My interest towards water issues began when my family and I went on a vacation to Kenya in 2017. While there, we went to visit an indigenous village in the Masai Mara. The village was formed of ten houses, the walls were made out of cow dung, the mattresses were made out of cow skin, and the inside of the houses was dark and hot. I remember that most of the men were really tall, and they explained that their diet was based on red meat. Their culture, their houses and their lifestyle were so different from what I was used to in Italy, I almost couldn’t believe my eyes. Since Kenya was the first undeveloped country I’d ever visited, I didn’t know what to expect, and for this reason I thought I was in a movie or on another planet.

Later that day, our guide brought us to a well and showed us how it functioned, and after a few moments we saw a group of young Masai kids who were filling up some containers with water to bring back to their families. The kids were younger than me, they tied the heavy yellow plastic jugs to their backs like backpacks and started to walk home. I was genuinely shocked, because they were acting as if doing this hard work was normal for a kid. At that moment I realized that I wanted to be involved in a project about water to help the communities in need.

Since I’m just a teen who lives in Europe, I’ve always felt unable to help many communities that are affected by these matters mainly due to geographical reasons and to my young age.

The lack of knowledge regarding access to clean water is really common here, and for this reason many are not aware of how people are forced to live in undeveloped countries all over the world. A possible solution to this problem in Italy could be a subject in school dedicated to water education and a class where students can discuss and debate about different themes in order to raise awareness.

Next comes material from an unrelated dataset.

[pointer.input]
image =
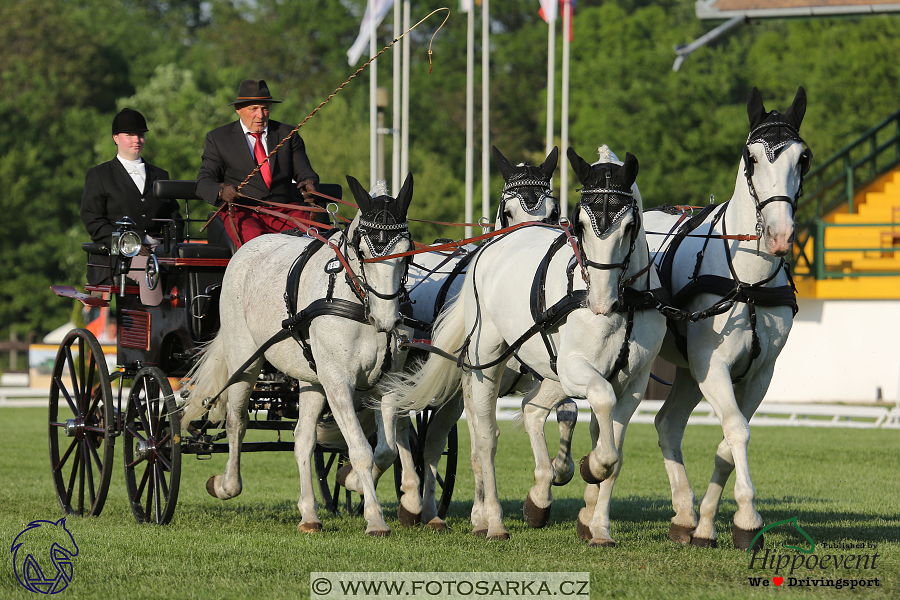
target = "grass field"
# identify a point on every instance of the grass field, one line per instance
(843, 485)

I feel that in modern countries people live in a bubble, in a utopian world, because many consider this element as something that is guaranteed and as something that is always in reach and that is endless. In order to get water we just have to open the tap and cold or hot water just comes flowing down until you decide you had enough. While this is normal for us, in African countries, like Kenya, the majority of the population doesn’t have access to water and, therefore, long walks to get to a water source, which can be contaminated, are necessary. The heavy buckets filled with water cause several physical problems and the diseases obtained from contaminated water are numerous.

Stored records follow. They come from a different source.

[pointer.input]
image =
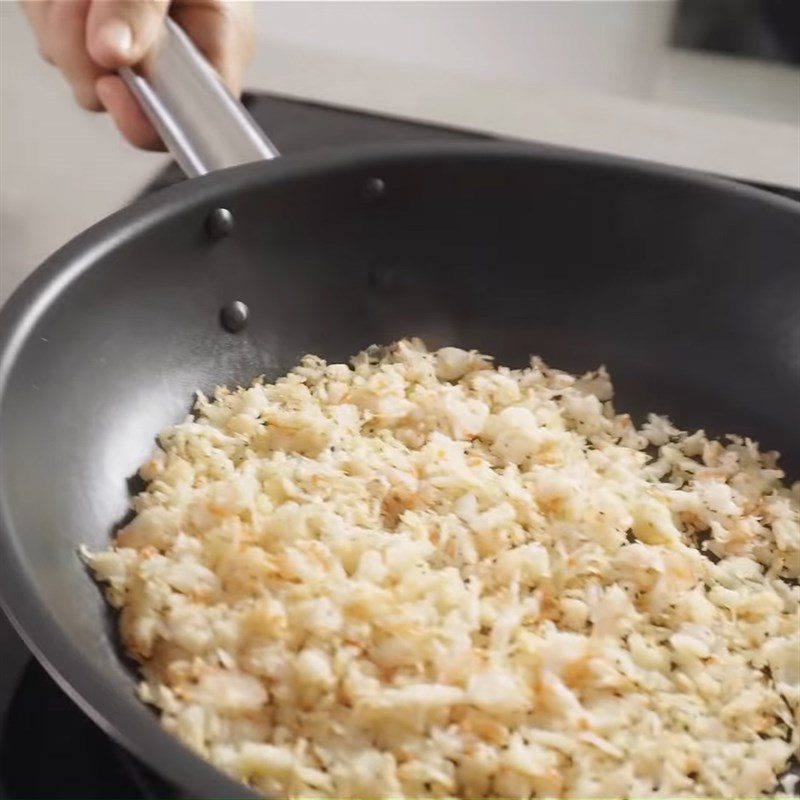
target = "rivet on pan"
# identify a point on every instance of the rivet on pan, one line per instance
(373, 188)
(219, 223)
(234, 316)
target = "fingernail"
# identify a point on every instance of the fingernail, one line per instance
(117, 36)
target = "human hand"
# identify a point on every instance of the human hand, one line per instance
(88, 40)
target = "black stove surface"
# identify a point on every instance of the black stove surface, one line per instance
(48, 747)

The gap between the lifestyles of these two worlds is too big, and, since I first talked about this with my father, I’ve felt a sense of injustice and I’ve been immediately interested in water issues. What’s going on in the world every day makes me want to act, be more informed on this theme and also more careful on how I use water so that I don’t waste as much.

Last summer I was supposed to go to Honduras to work on a water project with Pure Water for the World, but the trip got cancelled due to Covid-19. Initially I felt pretty frustrated, but I knew I couldn’t do anything about it, so, for the past six months I’ve been waiting patiently, and I hope I’m going to be able to go next summer.

Lately, I’ve been reading some books about water in order to learn more and more. I recommend “Water 4.0” by David Sedlak and a book I’m currently reading which is called “Let There Be Water” by Seth M. Siegel. It discusses how Israel, a country in the middle of a dessert, used technology to become a water exporter.

Lorenzo, we, too, have felt the disappointment of not being able to run our volunteer trips. We hope to resume them next summer, and we sure hope you can join us! Thank you for sharing your passion for clean water for all!